The current temperature: A survey of post-resuscitation care across Australian and New Zealand intensive care units

Janet E Bray a,b,c,, Susie Cartledge a, Judith Finn a,b, Glenn M Eastwood a, Nicole McKenzie b, Dion Stub a,c,d, Lahn Straney a, Stephen Bernard a,c,d
PMCID: PMC8244479  PMID: 34223289

Abstract

Aim

Targeted temperature management (TTM) in post-resuscitation care has changed dramatically over the last two decades. However, uptake across Australian and New Zealand (NZ) intensive care units (ICUs) is unclear. We aimed to describe post-resuscitation care in our region, with a focus on TTM, and to gain insights into clinician’s opinions about the level of evidence supporting TTM.

Methods

In December 2017, we sent an online survey to 163 ICU medical directors in Australia (n ​= ​141) and NZ (n ​= ​22).

Results

Sixty-one ICU medical directors responded (50 from Australia and 11 from NZ). Two respondents were excluded from analysis as their Private ICUs did not admit post-arrest patients. The majority of remaining respondents stated their ICU followed a post-resuscitation care clinical guideline (n ​= ​41/59, 70%). TTM was used in 57 (of 59, 97%) ICUs, of these only 64% had a specific TTM clinical guideline/policy and there was variation in the types of patients treated, temperatures targeted (range ​= ​33–37.5 ​°C), methods for cooling and duration of cooling (range ​= ​12–72 ​h). The majority of respondents stated that their ICU (n ​= ​45/57, 88%) changed TTM practice following the TTM trial: with 28% targeting temperatures >36 ​°C, and 23 (of 46, 50%) respondents expressed concerns with current level of evidence for TTM. Only 38% of post-resuscitation guidelines included prognostication procedures, few ICUs reported the use of electrophysiological tests.

Conclusions

In Australian and New Zealand ICUs there is widespread variation in post-resuscitation care, including TTM practice and prognostication. There also seems to be concerns with current TTM evidence and recommendations.

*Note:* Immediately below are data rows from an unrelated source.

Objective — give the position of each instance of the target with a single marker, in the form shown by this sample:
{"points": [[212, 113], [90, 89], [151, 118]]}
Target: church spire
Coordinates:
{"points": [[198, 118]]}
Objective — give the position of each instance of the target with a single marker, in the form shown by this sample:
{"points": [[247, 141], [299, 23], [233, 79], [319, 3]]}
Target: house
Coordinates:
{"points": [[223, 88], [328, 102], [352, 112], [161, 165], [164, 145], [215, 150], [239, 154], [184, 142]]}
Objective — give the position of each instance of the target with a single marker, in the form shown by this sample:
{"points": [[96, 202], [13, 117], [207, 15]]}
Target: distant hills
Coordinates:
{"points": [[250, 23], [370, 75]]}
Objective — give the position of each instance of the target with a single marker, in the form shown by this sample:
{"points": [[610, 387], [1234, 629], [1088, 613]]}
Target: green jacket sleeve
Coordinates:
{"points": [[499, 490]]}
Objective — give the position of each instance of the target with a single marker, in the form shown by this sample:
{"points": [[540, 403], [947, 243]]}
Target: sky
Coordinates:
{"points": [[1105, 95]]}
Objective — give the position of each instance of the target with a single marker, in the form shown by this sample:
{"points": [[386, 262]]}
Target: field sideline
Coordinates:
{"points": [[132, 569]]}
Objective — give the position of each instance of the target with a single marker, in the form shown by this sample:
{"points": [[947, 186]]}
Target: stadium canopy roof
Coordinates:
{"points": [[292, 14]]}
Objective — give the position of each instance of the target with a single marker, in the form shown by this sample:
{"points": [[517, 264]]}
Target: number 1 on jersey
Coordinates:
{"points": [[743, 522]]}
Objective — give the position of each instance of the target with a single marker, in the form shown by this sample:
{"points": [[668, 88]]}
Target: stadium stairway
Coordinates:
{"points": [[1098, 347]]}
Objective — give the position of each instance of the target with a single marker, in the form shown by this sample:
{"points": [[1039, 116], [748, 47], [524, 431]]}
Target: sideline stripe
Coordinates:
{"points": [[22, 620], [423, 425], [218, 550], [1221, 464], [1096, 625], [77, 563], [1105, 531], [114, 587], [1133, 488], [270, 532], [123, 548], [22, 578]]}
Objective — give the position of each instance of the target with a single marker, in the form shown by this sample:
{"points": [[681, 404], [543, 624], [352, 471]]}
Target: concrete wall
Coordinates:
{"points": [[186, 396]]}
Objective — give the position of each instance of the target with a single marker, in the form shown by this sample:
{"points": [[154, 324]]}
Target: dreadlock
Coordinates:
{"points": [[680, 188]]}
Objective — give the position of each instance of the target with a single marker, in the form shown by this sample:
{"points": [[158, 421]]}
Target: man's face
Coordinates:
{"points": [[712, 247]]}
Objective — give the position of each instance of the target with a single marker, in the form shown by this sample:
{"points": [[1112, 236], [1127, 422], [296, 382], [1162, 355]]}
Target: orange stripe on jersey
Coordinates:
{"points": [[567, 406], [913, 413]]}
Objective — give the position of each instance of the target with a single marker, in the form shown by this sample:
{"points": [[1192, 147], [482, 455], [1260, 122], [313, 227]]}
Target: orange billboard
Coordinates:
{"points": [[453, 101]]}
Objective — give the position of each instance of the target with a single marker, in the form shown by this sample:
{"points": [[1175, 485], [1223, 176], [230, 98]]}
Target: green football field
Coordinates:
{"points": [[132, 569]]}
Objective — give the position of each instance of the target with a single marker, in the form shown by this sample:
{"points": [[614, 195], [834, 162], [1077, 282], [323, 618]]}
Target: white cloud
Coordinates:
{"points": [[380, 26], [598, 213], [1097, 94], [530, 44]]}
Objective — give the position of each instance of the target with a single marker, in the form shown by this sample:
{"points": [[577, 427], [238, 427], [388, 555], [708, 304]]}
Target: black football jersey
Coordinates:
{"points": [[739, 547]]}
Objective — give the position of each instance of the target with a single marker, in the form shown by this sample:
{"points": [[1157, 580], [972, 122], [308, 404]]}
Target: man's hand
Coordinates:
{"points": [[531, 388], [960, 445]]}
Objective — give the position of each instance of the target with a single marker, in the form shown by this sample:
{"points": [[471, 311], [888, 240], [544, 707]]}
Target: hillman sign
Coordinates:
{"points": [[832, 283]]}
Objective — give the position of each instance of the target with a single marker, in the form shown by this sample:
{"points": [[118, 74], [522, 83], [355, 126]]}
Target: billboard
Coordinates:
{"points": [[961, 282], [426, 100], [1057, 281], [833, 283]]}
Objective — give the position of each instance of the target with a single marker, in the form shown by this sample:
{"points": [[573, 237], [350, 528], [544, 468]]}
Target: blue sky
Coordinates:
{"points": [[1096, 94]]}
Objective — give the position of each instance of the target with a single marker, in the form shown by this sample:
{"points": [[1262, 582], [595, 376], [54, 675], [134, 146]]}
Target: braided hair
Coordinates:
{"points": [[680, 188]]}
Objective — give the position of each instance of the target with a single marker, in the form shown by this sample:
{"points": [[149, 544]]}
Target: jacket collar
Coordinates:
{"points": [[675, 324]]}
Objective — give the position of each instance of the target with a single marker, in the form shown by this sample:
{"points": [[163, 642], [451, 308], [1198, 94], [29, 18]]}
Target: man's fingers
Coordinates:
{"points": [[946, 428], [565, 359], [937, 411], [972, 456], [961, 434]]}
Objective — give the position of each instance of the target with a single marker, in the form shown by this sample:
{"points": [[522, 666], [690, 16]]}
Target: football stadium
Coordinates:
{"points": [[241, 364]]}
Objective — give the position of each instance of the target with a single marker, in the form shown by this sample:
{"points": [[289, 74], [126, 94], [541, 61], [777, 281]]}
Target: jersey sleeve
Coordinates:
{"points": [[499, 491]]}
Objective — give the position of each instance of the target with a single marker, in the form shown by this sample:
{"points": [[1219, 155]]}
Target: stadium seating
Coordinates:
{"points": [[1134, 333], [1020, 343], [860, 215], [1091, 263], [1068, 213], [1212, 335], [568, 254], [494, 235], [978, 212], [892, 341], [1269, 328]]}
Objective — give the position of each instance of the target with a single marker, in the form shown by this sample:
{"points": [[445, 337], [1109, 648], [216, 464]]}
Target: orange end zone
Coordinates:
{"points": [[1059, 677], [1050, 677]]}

Keywords: Heart arrest, Resuscitation, Post-resuscitation care, Target temperature management, Survey

Introduction

Targeted temperature management (TTM) is recommended in international guidelines to reduce the neurological injury that occurs after cardiac arrest.1 The active cooling of patients post-cardiac arrest was first recommended by the International Liaison Committee on Resuscitation (ILCOR) in 20032, following the publication of two seminal randomised control trials.3,4 At that time, international guidelines recommended cooling patients to a therapeutic hypothermia (TH) range of 32–34 ​°C.5,6 However, subsequent international surveys suggested institutional uptake of TH for cardiac arrest was low (<50%),7, 8, 9 with a lack of policy, information, resources, equipment and expertise identified as barriers.10, 11, 12

The recommended targeted temperature for this treatment was expanded, from a range of 32–34 ​°C to 32–36 ​°C,13,14 following results from the Targeted Temperature Management Trial (TTM trial) in 201315 −which found no difference in patient outcomes within this temperature range. International surveys conducted immediately following the TTM trial publication suggest more ICUs have adopted cooling post-cardiac arrest (91%–94%), but that implementation of TTM varied greatly.16,17 Understanding why this variation in practice is occurring is vital to informing future research and guideline recommendations.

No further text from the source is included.